Tuesday, April 13, 2010
The Defense of Self and Nations
The Defense of Self and Nations
Mike Adams
Tuesday, April 13, 2010
Whom would you rather have protecting your family and nation? Rambo? Or Bambi? – Jason Mattera, author of Obama Zombies.
With each passing day it's become easier and easier to doubt the depth of Barack Obama's Christian faith. If we put aside his outright hostility towards Israel there is another glaring clue that reveals his personal worldview as one fundamentally at odds with the Judeo-Christian worldview. Obama revealed that clue with an announcement regarding a new defensive strategy for dealing with non-nuclear nations.
The notion of stating up front that the U.S. will not use nuclear weapons in response to a biological or chemical attack at the hands of a non-nuclear nation is predicated upon the liberal assumption that making nice promises assures that others will reciprocate by behaving nicely. But those with a realistic view of human nature realize such a strategy makes about as much sense as promising to levy a petty fine in response to grand larceny. It also makes as much sense as reserving the punishment of death for the taking of a life and withdrawing it for “lesser” crimes like rape.
Of course, it isn’t enough to criticize the president for his naiveté without offering clear instructions on how to deal with dangerous enemies. So I would like to offer some advice based on my experiences in dealing with unhinged liberals who read my columns and mistakenly assume that threats of violence will deter me from exercising my constitutional rights.
1. A man must always make his enemies aware of his defensive capabilities.
Several months ago, a man whom we will call Steve – because that is, in fact, his name – emailed me in response to one of my columns, which dealt with bi-polar disorder. I argued that a lot of people who claim to be bi-polar use the illness to excuse behaviors that arise from a simple lack of self-control. Steve, who suffers from bi-polar disorder, responded by saying “I will kill you.” I responded by listing the full range of guns in my arsenal and then asking him which gun he would like me to point at him when he attempted to kill me.
2. A man must always make his enemies aware of his willingness to use his defensive capabilities.
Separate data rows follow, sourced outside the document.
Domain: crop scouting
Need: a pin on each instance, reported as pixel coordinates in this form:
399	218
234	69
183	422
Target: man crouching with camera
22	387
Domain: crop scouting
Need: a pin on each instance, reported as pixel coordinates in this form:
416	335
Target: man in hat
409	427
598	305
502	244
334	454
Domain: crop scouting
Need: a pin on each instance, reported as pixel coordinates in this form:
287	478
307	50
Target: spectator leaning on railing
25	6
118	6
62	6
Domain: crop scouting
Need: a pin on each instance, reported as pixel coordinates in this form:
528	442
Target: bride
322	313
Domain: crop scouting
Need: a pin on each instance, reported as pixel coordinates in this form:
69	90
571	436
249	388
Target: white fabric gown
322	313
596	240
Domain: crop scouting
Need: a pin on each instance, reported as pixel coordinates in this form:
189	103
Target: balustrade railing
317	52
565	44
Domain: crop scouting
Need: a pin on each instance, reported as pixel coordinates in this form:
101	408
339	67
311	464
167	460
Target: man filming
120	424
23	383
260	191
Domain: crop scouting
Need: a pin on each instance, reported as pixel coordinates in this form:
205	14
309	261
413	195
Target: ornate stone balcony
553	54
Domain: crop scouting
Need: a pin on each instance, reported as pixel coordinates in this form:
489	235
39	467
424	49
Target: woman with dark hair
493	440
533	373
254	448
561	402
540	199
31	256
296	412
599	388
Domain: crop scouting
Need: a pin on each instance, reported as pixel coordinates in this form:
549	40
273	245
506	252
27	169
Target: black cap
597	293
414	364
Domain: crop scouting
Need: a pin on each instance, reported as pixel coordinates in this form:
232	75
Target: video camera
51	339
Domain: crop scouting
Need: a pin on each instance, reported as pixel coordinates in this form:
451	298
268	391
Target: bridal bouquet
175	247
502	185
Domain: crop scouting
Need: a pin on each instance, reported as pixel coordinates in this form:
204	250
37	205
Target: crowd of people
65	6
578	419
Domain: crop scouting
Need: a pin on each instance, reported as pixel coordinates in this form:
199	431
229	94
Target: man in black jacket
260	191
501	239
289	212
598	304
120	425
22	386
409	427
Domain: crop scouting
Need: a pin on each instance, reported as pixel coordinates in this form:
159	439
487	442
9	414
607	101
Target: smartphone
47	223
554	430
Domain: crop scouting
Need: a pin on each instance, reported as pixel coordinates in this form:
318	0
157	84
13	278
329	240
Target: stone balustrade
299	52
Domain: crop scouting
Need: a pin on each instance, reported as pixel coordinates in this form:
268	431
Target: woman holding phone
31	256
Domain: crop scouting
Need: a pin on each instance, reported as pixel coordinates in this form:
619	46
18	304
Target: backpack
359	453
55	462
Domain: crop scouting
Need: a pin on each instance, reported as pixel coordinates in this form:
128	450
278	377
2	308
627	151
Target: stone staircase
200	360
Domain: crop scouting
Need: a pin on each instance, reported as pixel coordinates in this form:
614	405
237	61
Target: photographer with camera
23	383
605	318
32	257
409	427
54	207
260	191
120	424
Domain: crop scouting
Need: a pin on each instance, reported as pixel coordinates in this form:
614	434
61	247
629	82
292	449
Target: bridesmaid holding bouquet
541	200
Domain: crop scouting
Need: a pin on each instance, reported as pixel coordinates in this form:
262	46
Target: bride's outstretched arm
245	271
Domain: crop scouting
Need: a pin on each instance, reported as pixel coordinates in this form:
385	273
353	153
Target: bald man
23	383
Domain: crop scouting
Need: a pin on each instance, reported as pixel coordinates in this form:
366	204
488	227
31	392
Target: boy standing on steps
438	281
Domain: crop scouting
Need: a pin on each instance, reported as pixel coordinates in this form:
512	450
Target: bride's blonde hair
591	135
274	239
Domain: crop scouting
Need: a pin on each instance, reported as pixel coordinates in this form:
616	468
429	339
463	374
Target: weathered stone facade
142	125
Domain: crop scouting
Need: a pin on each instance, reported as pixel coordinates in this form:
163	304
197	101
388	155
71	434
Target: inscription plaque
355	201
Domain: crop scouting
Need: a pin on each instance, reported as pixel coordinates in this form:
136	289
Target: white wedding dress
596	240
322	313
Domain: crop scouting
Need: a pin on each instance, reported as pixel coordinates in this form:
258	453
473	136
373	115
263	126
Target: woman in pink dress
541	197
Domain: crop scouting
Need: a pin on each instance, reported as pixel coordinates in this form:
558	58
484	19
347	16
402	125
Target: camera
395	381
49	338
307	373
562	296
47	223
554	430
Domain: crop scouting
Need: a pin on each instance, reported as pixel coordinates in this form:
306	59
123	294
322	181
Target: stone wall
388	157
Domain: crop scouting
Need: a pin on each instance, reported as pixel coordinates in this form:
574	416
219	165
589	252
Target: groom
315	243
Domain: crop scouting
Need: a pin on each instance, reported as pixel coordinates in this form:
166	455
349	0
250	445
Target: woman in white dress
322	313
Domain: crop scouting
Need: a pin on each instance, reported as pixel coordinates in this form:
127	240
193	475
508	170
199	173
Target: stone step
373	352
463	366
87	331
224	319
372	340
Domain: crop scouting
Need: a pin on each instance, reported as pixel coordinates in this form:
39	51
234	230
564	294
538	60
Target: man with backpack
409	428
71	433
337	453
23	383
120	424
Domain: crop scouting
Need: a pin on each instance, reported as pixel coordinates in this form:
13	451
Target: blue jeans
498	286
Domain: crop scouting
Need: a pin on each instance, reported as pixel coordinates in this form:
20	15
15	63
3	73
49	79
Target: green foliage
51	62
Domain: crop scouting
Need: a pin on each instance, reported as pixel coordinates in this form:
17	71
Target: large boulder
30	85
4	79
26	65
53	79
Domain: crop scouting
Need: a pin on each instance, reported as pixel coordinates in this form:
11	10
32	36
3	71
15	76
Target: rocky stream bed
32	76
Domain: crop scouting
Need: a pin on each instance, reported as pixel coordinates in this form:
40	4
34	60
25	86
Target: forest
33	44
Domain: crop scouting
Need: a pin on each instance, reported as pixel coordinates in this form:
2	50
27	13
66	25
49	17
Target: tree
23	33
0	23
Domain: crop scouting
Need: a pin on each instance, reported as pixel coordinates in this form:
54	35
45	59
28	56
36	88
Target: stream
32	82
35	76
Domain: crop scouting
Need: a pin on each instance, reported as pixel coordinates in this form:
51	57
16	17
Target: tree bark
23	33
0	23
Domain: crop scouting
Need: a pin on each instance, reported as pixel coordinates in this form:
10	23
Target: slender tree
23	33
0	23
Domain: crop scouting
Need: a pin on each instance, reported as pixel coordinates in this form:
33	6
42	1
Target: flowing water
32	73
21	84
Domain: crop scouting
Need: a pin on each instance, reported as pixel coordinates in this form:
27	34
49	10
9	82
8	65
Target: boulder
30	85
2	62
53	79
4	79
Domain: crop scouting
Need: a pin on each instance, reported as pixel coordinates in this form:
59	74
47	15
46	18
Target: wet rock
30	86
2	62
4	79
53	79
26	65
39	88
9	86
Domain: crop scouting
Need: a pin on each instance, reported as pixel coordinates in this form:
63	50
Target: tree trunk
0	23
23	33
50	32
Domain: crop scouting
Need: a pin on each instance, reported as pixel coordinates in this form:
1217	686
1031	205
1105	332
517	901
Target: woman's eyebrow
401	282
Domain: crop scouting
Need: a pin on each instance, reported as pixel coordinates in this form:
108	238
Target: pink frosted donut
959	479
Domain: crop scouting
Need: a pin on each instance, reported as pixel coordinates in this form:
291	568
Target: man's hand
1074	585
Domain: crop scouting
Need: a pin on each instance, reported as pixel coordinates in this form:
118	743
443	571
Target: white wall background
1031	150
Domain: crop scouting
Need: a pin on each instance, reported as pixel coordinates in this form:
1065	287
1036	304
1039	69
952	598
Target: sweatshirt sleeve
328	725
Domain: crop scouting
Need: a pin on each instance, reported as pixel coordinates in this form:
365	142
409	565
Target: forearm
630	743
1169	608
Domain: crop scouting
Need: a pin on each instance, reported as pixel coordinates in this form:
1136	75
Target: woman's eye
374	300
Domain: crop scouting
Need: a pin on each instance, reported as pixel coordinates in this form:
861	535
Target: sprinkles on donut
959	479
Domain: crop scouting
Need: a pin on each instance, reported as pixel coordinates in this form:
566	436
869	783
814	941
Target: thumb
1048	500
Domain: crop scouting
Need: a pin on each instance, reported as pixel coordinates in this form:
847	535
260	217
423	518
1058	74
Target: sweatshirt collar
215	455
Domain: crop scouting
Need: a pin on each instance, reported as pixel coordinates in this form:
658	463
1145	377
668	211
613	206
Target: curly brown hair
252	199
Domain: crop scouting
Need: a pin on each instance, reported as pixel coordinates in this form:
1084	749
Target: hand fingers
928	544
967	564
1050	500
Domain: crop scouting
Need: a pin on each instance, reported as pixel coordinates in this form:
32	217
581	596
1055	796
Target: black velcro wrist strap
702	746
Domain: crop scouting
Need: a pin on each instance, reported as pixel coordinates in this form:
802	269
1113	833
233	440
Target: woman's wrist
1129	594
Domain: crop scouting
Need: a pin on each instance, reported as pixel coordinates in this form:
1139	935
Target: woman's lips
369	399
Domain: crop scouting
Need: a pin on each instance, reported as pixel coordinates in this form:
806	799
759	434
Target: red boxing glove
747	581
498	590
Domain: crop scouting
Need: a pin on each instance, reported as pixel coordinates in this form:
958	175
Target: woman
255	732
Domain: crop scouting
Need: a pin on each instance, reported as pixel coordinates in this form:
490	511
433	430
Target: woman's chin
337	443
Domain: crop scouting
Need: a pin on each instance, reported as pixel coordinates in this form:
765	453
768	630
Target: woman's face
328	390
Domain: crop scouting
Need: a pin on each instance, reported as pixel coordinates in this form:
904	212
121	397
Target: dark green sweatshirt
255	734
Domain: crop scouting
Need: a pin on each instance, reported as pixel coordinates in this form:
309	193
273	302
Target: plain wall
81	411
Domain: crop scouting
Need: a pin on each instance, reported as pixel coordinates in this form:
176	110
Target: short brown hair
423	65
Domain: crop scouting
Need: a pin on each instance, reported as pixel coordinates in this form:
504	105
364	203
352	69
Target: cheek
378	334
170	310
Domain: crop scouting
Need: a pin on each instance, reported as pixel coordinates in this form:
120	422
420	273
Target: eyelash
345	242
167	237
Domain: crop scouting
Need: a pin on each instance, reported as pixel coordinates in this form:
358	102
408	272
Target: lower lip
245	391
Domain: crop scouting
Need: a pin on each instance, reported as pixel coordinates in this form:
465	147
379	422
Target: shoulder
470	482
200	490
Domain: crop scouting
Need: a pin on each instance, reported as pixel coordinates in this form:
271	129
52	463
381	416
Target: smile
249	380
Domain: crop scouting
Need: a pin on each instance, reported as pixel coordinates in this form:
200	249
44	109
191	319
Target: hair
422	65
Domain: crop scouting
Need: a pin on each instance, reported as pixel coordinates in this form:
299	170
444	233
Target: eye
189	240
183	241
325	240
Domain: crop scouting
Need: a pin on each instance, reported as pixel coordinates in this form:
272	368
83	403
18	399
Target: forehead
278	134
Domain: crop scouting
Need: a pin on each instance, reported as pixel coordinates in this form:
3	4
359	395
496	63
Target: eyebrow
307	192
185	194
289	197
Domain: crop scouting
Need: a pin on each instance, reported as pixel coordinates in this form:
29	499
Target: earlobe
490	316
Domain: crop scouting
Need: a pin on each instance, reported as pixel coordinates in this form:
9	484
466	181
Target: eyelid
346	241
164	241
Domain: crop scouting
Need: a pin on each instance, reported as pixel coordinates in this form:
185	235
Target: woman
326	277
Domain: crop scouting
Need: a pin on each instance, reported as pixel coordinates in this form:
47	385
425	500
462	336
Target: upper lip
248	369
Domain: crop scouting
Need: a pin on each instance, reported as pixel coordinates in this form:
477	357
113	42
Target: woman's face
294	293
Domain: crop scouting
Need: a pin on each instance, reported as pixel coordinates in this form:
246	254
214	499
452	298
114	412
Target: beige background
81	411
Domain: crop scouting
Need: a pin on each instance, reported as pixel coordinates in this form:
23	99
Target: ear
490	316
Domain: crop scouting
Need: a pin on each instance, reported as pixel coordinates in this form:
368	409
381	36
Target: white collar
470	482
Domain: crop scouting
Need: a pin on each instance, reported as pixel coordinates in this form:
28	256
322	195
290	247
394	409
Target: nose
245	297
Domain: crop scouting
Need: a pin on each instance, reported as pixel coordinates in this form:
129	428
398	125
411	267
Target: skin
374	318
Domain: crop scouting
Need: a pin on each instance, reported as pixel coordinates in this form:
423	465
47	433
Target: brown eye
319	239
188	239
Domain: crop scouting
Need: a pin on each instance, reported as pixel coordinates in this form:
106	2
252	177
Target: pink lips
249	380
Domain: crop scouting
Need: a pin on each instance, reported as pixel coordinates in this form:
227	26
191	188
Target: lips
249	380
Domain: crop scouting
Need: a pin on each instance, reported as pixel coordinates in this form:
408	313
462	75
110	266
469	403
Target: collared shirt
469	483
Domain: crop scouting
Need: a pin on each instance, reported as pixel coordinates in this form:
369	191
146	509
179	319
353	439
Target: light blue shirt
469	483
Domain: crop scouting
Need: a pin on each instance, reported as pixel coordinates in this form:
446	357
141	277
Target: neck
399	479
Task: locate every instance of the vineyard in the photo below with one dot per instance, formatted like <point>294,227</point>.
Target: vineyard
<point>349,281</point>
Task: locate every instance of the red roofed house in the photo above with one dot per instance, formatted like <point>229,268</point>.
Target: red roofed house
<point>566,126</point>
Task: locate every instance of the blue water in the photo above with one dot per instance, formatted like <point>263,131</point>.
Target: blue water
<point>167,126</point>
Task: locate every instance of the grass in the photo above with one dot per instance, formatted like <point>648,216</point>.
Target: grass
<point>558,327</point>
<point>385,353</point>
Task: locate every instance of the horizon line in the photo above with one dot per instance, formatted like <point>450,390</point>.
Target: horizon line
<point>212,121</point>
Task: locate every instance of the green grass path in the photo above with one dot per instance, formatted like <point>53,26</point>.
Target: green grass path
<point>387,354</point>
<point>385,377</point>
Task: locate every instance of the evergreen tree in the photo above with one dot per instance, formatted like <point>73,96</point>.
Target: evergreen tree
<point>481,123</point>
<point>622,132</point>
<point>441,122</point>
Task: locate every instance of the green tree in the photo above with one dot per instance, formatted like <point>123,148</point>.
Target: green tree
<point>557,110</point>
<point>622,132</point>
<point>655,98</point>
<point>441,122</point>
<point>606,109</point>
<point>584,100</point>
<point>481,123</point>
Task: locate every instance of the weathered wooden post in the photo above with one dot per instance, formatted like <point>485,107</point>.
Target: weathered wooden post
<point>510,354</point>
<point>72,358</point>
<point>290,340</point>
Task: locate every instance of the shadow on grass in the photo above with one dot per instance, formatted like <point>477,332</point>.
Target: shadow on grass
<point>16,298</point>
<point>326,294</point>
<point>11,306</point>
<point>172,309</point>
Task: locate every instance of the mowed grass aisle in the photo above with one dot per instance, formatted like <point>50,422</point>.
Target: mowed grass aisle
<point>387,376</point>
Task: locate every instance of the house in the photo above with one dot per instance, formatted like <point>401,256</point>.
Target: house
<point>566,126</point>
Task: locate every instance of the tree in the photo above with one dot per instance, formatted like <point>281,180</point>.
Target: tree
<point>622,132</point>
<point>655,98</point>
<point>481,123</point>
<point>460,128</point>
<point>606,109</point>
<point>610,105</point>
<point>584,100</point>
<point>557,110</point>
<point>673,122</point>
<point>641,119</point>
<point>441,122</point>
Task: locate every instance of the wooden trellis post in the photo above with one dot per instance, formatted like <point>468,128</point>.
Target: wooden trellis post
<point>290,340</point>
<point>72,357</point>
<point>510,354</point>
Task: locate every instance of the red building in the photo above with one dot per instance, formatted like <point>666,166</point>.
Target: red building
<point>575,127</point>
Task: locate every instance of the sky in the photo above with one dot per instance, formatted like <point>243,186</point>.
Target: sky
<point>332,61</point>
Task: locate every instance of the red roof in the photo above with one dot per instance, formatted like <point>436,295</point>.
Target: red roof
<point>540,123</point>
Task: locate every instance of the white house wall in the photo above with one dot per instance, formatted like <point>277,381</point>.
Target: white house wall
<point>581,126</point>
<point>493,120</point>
After I emailed Steve – a 41-year old who resides in Topeka, Kansas – with a detailed list of my defensive capabilities I asked him a very polite question. Specifically, I asked him how he would prefer to be incapacitated in the event that he made an attempt on my life. I politely offered him the choice between a quick shot to the cranium or a shot to the midsection, which might prove to be a slower and more painful way of incapacitating him. I noted, of course, that the latter option would reduce the chances of collateral damage. That’s an important liberal consideration I wished to accommodate fully.
3. A man must always communicate to his enemy the course of action required to avoid a potentially lethal confrontation.
After Steve was given the choice of a head shot and a body shot (in defensive response to an attempt on my life) he wisely responded with the following: “I let my anger get the best of me. I am sorry.”
That really proved my point about people with bi-polar disorder. There is no excuse for making threats on people’s lives – even if you suffer from such an illness. And medication is not the only thing that can be used to check the behavior of someone suffering from mental illness. That should provide “hope” for a president wishing to “change” the behavior of the presidents of Iran and North Korea.
I concluded my discussion with Steve by telling him, not asking him, that he would never under any circumstances communicate with me again – now that I had employed the services of an internet security expert to identify his name, date of birth, and the precise location from which he issued his threat of violence.
For nearly six months, Steve and I have been at peace. I predict the peace will be long-lasting.
Barack Obama’s father did not stay around to raise him. Instead, the president was raised by a woman who taught him that misunderstandings, being the root of all conflict, can be cured by mere negotiation. The president needs the advice of men with experience in conflict resolution – men who recognize that the world is full of those not interested in peaceful negotiation. I offer this column in the hopes of fulfilling that need.
Let us hope the president takes my advice, which is guaranteed to preserve the peace. Jesus would not have it any other way. He was the Prince of Peace, not the Prince of Appeasement. The two are not the same and should never be confused.